But it seems sadly appropriate that a career so crowded with unexpected brilliance, so delayed and then interrupted by struggle, would end in such a low-key environment.

This resort-city indifference translated to the tepid scene outside the Cardinals' complex, where Friday's news conference attracted a dozen or so scattered looky-loos. Inside, a who's-who of Phoenix-area media members gathered in a respects-paying exercise with Warner. No tough questions were launched. No tricky agenda was proposed. Sure, this was a retirement event, but how could anything like that transpire under any circumstances when the star of the day was one of the most stand-up guys in professional sports?

Warner strolled into the conference room behind the franchise's ownership royalty and his own family. After thanking God, Warner brought his wife, Brenda, and their seven kids up for a public moment that rang every bit as true as one of his perfectly timed seam-route deliveries.

There were no overdue regrets or apologies to be issued. No performance-enhancing history to own. This was just Kurt Warner, whose career stat line -- gaudy during the golden years -- was complete anathema to how he lives his life.

For the record, there was no declared 99-percent chance that it was the sunset Warner would be riding into. He said he's gone and -- because he's Kurt Warner -- everyone probably believed him.

"I don't think about playing another game," he said. "There's no question in my mind that I'm doing what I want to do. I don't worry one bit about looking back and wishing that I'd played longer."

That should be a lesson for some dude in Mississippi and a message of professional comfort for Leinart.

Anyway, as local radio talk shows, a bit of bar-stool gossip and a smidgen of barbershop chatter focused on the potential doom in losing Warner and taking on Leinart, Warner took his first step toward another life.

With his family on top of the priority list, Warner said he'd continue pursuing efforts in the ministry, do some writing and attempt to keep a hand in football. The deft precision with which he handled the news conference would seem to make him a natural as an analyst on TV.
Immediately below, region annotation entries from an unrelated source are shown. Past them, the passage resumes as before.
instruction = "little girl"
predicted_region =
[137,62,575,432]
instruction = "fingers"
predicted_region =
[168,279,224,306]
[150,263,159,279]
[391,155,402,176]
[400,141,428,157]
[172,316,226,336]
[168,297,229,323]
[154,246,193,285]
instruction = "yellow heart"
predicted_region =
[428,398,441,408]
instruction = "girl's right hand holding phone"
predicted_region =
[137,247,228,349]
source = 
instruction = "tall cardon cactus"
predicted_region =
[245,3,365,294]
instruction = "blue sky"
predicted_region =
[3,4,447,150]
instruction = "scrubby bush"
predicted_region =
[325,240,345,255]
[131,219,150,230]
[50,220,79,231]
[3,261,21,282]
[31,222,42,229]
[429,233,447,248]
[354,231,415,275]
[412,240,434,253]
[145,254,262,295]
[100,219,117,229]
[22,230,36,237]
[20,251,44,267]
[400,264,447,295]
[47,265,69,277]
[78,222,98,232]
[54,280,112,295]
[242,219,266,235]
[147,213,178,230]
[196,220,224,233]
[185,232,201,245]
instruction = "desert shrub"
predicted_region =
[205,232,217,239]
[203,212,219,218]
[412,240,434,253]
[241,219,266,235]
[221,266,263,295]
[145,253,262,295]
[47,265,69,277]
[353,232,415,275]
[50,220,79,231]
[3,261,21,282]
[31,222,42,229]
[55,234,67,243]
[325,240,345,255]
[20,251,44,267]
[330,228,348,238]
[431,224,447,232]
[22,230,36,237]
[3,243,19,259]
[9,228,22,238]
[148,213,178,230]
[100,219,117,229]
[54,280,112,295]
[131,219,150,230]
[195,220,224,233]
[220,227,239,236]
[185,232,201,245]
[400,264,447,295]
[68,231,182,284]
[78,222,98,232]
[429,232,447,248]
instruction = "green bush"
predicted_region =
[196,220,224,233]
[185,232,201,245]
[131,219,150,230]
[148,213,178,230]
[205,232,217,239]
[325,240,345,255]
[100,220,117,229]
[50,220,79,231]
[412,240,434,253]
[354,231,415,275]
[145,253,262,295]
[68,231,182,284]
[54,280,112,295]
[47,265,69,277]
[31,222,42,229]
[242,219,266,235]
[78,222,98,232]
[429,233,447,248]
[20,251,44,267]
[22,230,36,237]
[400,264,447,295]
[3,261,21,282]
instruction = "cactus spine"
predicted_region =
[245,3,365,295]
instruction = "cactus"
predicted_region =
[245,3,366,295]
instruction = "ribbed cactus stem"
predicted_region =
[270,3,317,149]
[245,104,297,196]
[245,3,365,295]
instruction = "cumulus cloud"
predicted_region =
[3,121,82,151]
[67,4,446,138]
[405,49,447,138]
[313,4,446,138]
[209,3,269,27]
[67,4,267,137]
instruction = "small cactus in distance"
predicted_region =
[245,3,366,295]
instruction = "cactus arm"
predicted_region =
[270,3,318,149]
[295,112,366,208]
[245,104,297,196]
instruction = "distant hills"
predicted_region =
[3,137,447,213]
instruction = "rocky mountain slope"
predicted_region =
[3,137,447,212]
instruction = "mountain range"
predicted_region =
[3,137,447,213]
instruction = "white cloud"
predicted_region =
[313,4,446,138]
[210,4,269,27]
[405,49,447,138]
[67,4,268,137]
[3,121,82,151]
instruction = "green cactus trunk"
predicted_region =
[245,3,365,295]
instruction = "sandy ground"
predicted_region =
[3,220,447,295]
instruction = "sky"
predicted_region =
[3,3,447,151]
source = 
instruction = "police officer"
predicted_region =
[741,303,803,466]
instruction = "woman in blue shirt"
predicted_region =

So, in five years, the pundits will reconvene on the matter of Warner's Hall of Fame worthiness.

"That's for somebody else to decide," Warner said.

When the subject of how he wanted to be remembered was raised (by him), Warner retreated to the improbability of his story.

"I want people to remember that anything is possible."

That's good advice for Cardinals fans ... and even better for Matt Leinart.